Monday, June 14, 2021

Indian Army Requests For ‘Portable Helipads’ As Border Row With Chinese PLA Drags On

Indian Army’s combat engineers have asked private players to develop portable helipads in challenging terrains amid its border row with the Chinese PLA in Ladakh.

A portable helipad is a temporary structure, which can be assembled or dismantled quickly providing helicopters a safe place to land and take-off. These cost-effective and makeshift helipads would be deployed where the terrain isn’t favorable or a place where a permanent helipad isn’t required, or where time is a critical factor.

These helipads could also work as a part of rapid deployment to forward bases for Army and Air Force helicopters in case of hostilities, and also for disaster relief operations.

The Army’s new requirement asks for a platform where all types of helicopters can land and take off, including the transport helicopters like CH-47 Chinook, Mi-17V5, and attack gunships like the AH-64E Apache Guardian, Rudra, and the Light Combat Helicopter.

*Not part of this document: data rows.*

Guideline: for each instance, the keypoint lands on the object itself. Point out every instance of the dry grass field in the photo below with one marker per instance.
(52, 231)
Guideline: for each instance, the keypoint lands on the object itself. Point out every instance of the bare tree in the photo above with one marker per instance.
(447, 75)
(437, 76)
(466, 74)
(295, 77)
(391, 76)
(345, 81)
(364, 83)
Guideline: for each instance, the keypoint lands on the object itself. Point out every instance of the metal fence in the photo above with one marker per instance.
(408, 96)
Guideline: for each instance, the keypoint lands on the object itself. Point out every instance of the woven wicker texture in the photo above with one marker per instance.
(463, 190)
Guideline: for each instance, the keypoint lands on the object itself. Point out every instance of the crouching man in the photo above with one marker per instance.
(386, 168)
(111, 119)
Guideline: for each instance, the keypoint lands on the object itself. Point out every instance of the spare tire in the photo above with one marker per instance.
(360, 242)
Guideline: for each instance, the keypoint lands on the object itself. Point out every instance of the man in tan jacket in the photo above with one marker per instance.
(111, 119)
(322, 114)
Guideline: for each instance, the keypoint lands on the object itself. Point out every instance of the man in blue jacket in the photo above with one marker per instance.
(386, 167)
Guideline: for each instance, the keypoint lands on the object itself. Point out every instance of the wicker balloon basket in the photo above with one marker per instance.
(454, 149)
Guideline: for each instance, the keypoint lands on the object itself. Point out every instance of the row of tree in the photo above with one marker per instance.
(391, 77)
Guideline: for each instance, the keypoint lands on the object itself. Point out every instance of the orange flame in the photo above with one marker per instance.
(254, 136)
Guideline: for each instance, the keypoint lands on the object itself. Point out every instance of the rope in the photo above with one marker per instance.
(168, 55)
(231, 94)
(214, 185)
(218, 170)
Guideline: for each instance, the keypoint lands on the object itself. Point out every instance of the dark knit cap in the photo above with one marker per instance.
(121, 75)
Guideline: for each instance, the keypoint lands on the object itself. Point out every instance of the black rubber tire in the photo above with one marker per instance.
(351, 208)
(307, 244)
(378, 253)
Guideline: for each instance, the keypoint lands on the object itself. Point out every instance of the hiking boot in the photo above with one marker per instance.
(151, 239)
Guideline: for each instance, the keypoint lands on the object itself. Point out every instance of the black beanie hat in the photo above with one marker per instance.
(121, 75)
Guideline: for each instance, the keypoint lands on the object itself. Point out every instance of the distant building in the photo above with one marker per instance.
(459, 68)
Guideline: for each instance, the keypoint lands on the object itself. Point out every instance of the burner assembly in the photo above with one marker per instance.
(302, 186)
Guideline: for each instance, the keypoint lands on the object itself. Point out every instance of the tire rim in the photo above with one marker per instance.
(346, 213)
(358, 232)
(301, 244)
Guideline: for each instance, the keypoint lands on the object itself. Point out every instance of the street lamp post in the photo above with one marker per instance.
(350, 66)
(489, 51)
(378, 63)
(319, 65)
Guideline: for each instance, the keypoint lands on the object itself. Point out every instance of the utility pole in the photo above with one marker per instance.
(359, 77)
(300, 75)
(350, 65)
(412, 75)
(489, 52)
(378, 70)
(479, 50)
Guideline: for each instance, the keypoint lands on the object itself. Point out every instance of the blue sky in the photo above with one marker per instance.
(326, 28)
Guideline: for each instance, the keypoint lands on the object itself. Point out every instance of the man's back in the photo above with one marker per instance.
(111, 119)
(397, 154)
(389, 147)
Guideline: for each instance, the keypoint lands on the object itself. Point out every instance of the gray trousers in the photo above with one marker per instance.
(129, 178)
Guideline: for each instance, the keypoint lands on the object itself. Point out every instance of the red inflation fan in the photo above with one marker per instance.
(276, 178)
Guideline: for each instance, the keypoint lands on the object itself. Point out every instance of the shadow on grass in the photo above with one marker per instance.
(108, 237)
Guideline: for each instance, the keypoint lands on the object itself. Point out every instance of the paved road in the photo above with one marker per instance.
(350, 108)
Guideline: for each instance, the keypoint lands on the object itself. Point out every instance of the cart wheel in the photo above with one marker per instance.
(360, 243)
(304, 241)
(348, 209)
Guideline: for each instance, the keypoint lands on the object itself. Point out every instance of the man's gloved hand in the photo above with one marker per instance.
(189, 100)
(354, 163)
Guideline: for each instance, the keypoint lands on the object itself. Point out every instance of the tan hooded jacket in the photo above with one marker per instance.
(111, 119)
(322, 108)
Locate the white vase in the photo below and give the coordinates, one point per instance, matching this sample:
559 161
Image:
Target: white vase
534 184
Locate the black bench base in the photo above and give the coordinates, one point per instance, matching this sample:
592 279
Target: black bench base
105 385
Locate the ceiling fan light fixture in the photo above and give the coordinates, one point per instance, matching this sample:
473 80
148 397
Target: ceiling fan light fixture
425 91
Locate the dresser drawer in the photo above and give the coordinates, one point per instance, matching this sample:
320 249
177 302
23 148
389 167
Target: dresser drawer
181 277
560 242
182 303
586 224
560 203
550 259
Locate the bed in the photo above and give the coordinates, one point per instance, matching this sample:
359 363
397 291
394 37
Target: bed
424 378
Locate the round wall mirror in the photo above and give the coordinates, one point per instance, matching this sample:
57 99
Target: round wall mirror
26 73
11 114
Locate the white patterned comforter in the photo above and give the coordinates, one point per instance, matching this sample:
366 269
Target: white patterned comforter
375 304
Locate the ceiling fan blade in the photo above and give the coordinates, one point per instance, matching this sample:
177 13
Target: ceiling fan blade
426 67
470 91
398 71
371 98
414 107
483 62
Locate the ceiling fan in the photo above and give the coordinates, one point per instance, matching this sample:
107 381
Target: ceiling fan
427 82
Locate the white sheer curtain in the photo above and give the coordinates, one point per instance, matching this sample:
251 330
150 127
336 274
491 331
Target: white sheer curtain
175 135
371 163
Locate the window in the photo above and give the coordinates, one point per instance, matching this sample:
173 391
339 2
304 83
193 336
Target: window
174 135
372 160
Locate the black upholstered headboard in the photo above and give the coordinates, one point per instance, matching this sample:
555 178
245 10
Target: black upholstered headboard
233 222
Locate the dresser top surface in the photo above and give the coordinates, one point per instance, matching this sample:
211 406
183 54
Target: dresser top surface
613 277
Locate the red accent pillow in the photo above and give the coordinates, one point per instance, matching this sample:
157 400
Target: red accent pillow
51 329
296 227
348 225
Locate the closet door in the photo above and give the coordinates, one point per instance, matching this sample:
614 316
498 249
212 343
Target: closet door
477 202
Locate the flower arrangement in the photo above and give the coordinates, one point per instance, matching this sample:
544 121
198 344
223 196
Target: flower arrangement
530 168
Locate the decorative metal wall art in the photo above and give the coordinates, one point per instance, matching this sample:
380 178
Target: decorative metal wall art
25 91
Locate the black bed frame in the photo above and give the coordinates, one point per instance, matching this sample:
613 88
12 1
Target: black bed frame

These aircraft have a crucial role in the Army and combined arms’ operations including much-needed logistics and transportation, special operations missions, search and rescue, human aid & disaster relief, and providing close air support for combat operations.

Apart from the aforementioned rotorcraft, the Indian Army and the Air Force also operate the ALH Dhruv, Chetak, Cheetah, Mi-24/25/35. Light Utility Helicopters will join them soon.

In addition, the IAF operates the huge Mi-26 heavy transport helicopter, which is the heaviest helicopter to ever go into serial production. It is unclear if the new requirement calls for the capability to handle this aircraft as well.

This helipad would have been a crucial technology ramp up for the Indian Armed Forces, as fast deployment in worsening situations is a much-needed capability. There was an acute need for such helipads during the recent Indo-China military standoff where the IAF had to ramp up the far-flung airfields and develop infrastructure in less time to support forward air operations.

According to reports, the Army wants portable helipads with an initial requirement of 25×25 meters, and larger sizes up to 100×100 meters would be considered at a later stage. The size could be reduced or increased with the reduction or addition of separate ‘panels’.

The requirements call for at least 50% of the contents to be indigenous and should be modular, rugged, corrosion-resistant, and strong enough to withstand downward rotor-wash of the aircraft.

Also, it should be able to be quickly deployed by a team of 10 soldiers after a surface preparation within 90 minutes. All the equipment including assembly tools should be able to fit in a single truck, according to the Army.

However, these quick-deploy helipads aren’t a new concept for the Indian Army. It has been used in and around various forward posts to facilitate air maintenance, especially in Siachen.